I went on, “Now meet Mark Monitor.
“The plan called for tracking of Internet users and calling them out when they were found to be downloading copyrighted content. The warning system was to be put in place last year, but has been delayed numerous times. Now it looks like it may finally be launching before the end of this year.
The six-strike system is reportedly ready to go.
Now, “Internet users who illegally share music, movies or TV shows online may soon get warning notices from their service providers that they are violating copyright law. Ignore the notices, and violators could face an Internet slow-down for 48 hours. Those who claim they’re innocent can protest – for a fee,” says the Associated Press, going on »»»

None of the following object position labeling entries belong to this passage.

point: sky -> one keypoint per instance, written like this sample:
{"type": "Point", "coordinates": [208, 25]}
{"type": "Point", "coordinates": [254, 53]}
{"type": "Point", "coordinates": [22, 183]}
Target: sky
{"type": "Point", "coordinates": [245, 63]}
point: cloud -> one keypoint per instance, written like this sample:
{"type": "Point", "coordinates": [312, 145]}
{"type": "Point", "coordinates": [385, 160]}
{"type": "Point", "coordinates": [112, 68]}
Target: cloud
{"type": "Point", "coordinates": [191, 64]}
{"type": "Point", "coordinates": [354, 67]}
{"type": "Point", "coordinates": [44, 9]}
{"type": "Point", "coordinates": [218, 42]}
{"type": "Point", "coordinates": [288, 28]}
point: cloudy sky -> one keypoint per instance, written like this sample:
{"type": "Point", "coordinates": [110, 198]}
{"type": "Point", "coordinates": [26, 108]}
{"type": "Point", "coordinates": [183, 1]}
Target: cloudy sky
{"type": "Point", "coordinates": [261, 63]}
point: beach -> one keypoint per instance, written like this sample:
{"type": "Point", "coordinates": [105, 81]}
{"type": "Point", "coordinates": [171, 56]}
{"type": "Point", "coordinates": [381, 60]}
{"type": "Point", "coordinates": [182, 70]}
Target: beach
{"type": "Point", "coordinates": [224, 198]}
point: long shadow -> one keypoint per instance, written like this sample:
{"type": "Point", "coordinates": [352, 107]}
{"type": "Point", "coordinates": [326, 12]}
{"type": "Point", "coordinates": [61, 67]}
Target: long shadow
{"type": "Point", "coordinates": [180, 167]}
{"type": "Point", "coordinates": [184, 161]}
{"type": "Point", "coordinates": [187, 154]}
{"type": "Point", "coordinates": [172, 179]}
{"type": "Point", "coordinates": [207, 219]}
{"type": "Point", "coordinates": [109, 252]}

For the first time since a spate of aggressive and unpopular lawsuits almost a decade ago, the music and movie industries are going after Internet users they accuse of swapping copyrighted files online. But unlike the lawsuits from the mid-2000s – which swept up everyone from young kids to the elderly with sometimes ruinous financial penalties and court costs – the latest effort is aimed at educating casual Internet pirates and convincing them to stop. There are multiple chances to make amends and no immediate legal consequences under the program if they don’t.
For ‘spate’ read ‘vicious campaign.’
AP continues »»»
The Motion Picture Association of America estimates some 29 million people have downloaded or watched unauthorized movies or TV shows online, mostly using technology such as BitTorrent, a popular peer-to-peer protocol. Like its counterparts in the music industry, the MPAA says it believes people will stop when they understand it’s illegal and are redirected to legal ways of paying for downloads.
The alert system “will help ensure an Internet that works for everyone by alerting families of illegal activity that has occurred over peer-to-peer networks using their Internet accounts and educate them on how they can prevent such activity from happening again,” Michael O’Leary, an executive for the MPAA, said in a statement Tuesday.
A primary question is whether the system will generate a significant number of “false positives,” or cases in which people are accused of sharing illegal content but aren’t. One scenario is if a person doesn’t encrypt their wireless connection, leaving it open to a neighbor or malicious hacker that swaps illegal files. Another example might be if a person uploads a “mashup” of songs or brief scenes from a movie – content that wouldn’t necessarily violate the law but could get flagged by the system.
The Center for Copyright Information, which created the alert system, is responsible for producing the methods that companies will be allowed to use to catch pirates, but it said Tuesday it won’t release those details publicly. It said the system will rely on humans to review the entire content of every file to make sure it qualifies as material protected under copyright laws.
Plus ça change plus c’est la même chose.